Si Ciudadanos representa a los españoles que, ni siquiera con la subordinación de los catalanes, el Estado ha conseguido integrar en la vida democrática, el presidente Torra representa el pasado que Madrid ha negado siempre a Catalunya. En la sesión de investidura se veía más claro que nunca que el Parlamento está dividido por el conflicto nacional. La mayoría de unionistas, como tienen la policía a favor suyo, no se molestan a esconder el odio. Los diputados independentistas lo subliman con sonrisas y los miembros de los comunes y el PSC con discursos socialistas de pan mojado con aceite.

Si el conflicto identitario se consolida en Catalunya, acabará estallando también en Valencia, en Mallorca, en Galicia y en el País Vasco. Sin el ejército para hacer de policía como en los viejos tiempos, a la larga serán los españoles los que más saldrán perdiendo. El coste será muy alto. Pero todo el mundo sabe cómo acabó Irlanda y cómo ha acabado la gran Serbia. Como más virulenta sea la presión que los unionistas pongan en la llaga identitaria, más fácil será que el conflicto que quieren traer aquí, les estalle en su casa, como pasó con la corrupción y el republicanismo.
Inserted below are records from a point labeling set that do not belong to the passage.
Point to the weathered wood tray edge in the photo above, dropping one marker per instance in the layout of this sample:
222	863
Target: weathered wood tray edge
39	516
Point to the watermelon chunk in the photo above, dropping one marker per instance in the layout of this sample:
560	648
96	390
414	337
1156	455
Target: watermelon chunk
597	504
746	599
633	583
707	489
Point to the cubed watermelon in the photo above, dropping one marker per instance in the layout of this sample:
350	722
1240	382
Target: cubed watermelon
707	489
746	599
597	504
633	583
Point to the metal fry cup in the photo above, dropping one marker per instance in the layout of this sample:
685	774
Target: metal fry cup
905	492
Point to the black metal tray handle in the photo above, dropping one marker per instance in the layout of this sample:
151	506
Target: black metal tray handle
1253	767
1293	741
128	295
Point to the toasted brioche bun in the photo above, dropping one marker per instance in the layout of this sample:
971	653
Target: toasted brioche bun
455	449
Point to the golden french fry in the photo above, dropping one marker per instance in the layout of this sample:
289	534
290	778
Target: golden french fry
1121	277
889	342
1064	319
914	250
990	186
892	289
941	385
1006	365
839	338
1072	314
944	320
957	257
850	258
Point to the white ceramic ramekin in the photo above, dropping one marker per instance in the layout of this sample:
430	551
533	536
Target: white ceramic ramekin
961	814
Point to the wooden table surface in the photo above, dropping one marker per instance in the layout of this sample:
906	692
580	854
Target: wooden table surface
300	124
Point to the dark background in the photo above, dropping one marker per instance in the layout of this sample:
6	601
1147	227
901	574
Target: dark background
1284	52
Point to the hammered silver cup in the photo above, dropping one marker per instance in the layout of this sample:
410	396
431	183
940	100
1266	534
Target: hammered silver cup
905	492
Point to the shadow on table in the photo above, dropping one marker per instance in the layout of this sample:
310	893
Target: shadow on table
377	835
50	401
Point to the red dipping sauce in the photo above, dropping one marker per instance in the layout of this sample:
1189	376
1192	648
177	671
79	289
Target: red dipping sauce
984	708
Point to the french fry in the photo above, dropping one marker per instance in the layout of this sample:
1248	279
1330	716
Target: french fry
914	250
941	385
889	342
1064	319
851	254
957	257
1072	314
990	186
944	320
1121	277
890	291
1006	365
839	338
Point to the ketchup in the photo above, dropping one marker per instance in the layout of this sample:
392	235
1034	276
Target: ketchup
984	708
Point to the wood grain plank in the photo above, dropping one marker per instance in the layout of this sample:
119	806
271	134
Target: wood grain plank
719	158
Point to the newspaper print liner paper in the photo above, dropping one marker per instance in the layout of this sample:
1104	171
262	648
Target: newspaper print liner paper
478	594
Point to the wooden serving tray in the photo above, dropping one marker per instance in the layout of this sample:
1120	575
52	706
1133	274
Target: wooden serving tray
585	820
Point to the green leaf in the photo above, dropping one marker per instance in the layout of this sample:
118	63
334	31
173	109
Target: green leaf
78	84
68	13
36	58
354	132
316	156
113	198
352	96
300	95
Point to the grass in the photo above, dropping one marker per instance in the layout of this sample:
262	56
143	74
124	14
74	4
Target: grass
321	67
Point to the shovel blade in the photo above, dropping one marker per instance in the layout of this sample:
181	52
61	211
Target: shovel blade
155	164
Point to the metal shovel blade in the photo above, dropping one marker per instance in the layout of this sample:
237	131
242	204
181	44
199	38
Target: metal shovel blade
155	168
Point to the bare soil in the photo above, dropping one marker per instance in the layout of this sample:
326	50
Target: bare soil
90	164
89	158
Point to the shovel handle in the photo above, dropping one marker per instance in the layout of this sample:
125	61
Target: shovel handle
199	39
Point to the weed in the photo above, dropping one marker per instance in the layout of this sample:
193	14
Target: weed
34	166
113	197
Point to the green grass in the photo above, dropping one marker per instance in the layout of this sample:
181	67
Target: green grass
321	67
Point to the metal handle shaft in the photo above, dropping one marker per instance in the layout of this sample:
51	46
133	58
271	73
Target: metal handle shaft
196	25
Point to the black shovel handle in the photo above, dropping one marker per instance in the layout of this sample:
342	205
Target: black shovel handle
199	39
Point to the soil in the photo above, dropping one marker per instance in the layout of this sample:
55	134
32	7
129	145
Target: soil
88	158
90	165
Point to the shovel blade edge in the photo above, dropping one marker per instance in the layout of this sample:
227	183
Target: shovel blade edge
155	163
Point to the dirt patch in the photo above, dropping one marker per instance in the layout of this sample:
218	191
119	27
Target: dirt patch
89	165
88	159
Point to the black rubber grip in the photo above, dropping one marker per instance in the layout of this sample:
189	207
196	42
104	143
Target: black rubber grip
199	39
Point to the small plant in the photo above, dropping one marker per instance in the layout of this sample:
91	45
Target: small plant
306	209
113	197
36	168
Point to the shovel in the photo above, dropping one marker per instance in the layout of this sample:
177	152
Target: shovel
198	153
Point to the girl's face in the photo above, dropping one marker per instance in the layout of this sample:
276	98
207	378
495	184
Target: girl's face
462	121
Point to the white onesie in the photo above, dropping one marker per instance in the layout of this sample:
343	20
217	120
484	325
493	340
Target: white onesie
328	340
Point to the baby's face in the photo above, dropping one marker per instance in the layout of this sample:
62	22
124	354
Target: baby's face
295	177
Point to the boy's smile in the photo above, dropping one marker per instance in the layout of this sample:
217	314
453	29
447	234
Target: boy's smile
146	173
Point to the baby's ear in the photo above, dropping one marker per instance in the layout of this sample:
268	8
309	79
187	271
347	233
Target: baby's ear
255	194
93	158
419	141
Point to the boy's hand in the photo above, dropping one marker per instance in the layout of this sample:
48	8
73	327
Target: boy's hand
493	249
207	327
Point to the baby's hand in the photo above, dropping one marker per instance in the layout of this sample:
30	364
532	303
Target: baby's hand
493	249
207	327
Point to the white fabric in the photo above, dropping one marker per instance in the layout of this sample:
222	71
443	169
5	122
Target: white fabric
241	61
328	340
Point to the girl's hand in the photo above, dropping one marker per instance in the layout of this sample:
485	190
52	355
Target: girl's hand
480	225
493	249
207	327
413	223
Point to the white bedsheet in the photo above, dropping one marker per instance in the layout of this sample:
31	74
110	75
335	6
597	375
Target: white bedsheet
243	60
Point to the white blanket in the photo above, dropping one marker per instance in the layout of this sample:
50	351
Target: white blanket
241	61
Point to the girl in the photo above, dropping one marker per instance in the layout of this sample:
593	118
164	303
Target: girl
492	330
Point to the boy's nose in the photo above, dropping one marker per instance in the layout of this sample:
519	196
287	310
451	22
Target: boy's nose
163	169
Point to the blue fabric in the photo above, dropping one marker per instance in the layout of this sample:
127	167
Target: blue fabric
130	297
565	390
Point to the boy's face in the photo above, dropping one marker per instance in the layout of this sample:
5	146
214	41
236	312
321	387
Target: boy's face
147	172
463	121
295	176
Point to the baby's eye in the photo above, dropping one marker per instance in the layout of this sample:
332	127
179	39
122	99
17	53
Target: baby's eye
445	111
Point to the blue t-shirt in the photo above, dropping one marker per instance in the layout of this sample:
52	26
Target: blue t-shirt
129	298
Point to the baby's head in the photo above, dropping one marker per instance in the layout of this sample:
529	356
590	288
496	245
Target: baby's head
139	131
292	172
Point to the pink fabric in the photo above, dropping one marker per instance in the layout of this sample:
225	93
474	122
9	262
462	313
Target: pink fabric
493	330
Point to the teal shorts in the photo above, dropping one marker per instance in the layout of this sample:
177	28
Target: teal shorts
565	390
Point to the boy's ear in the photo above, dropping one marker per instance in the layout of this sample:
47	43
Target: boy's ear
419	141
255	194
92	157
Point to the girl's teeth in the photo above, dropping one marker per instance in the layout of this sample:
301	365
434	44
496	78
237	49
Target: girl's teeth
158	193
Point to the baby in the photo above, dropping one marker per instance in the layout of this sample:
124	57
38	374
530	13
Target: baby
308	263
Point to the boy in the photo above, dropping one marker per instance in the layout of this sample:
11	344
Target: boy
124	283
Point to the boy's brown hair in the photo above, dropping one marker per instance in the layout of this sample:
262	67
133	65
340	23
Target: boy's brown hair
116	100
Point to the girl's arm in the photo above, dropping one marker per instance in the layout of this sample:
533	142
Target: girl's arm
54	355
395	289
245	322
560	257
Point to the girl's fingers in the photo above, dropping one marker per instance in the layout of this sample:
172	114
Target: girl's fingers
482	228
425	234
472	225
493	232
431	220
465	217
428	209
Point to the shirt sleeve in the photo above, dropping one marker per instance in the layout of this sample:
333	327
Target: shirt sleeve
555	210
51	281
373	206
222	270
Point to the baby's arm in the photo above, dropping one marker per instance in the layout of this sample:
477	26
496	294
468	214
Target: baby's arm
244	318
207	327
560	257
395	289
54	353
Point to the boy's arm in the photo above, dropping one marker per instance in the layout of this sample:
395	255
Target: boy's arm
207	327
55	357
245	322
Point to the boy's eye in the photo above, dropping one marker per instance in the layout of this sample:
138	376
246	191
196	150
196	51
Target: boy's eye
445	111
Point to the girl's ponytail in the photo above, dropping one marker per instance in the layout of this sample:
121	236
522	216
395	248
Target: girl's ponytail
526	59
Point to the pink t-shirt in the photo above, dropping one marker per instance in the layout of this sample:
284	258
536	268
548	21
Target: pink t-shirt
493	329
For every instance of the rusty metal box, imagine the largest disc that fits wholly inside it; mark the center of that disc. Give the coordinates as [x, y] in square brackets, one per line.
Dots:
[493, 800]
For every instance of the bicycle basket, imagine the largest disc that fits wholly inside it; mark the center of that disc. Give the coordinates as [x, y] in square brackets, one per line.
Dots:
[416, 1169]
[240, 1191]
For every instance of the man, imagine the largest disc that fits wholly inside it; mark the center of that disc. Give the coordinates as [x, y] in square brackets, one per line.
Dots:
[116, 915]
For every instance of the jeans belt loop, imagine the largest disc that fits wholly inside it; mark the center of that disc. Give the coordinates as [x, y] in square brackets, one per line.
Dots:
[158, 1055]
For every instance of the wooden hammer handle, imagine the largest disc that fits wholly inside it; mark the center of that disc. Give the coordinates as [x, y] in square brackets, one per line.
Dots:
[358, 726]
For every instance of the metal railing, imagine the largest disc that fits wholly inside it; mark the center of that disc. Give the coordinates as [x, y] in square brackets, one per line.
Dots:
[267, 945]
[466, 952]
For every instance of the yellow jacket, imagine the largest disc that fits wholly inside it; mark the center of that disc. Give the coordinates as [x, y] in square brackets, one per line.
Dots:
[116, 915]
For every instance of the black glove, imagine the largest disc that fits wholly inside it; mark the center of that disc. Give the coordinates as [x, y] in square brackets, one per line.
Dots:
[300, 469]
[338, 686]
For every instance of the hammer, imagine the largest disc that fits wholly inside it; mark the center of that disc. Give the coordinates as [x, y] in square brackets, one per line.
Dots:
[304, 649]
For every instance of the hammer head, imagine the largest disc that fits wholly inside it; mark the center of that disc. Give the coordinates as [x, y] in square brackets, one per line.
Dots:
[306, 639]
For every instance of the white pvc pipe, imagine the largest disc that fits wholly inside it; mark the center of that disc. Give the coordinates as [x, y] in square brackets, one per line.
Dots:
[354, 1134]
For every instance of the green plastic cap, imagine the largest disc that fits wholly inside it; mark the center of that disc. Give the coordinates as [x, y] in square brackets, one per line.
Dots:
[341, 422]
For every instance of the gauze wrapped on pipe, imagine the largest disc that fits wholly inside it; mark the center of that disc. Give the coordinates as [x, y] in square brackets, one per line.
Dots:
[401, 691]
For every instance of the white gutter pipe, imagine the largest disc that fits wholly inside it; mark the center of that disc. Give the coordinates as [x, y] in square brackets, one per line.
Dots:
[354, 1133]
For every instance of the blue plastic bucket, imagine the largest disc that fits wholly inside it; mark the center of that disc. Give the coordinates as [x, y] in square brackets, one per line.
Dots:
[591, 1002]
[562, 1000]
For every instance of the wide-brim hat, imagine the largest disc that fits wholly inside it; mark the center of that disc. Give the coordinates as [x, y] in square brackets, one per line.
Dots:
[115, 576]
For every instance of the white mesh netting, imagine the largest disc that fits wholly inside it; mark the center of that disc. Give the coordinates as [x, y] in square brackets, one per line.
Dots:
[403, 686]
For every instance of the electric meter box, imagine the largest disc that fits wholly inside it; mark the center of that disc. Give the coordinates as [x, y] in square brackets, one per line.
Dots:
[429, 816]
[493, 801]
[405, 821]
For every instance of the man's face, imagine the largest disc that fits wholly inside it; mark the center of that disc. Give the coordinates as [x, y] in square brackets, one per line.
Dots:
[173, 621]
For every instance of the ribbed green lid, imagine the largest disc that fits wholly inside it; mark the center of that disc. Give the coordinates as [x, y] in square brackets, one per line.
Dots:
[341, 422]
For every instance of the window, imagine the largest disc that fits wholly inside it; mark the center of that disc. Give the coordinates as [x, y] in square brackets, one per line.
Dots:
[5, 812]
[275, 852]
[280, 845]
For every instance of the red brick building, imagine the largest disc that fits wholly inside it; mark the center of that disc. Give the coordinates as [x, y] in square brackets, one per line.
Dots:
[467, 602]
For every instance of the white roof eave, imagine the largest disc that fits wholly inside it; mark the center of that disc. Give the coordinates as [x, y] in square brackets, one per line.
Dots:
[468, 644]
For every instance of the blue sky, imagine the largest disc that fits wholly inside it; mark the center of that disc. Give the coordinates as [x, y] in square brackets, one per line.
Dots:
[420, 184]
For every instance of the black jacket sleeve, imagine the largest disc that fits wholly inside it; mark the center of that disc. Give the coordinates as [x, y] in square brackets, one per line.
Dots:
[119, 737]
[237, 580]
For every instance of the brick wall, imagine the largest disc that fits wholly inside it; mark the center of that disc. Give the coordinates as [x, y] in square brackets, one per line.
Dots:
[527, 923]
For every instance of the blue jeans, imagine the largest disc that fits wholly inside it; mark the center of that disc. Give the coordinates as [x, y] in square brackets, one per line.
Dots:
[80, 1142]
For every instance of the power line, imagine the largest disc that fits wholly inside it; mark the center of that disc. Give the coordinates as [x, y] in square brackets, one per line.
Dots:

El conflicto nacional entre Catalunya y España se resolverá en términos democráticos o con violencia, pero esta vez no habrá excusas ideológicas para taparlo. Por eso el presidente Torra irrita tanto, más allá de las críticas que se puedan hacer a los artículos que ha escrito o al maquiavelismo de tendero que se esconde detrás de su investidura. Torra sabe que Catalunya es un país ocupado, y la democracia española no estaba pensada para gestionar un presidente que hablara tan claramente de eso.

Con Torra los españoles empezarán a notar que, diferencia de los icebergs, las montañas no se mueven de sitio. Ni siquiera con las bombas que Giménez Losantos nos querría tirar sobre, las puedes borrar del mapa. Si se trata de jugar a ver quién es más nazi, para los independentistas no hay problema.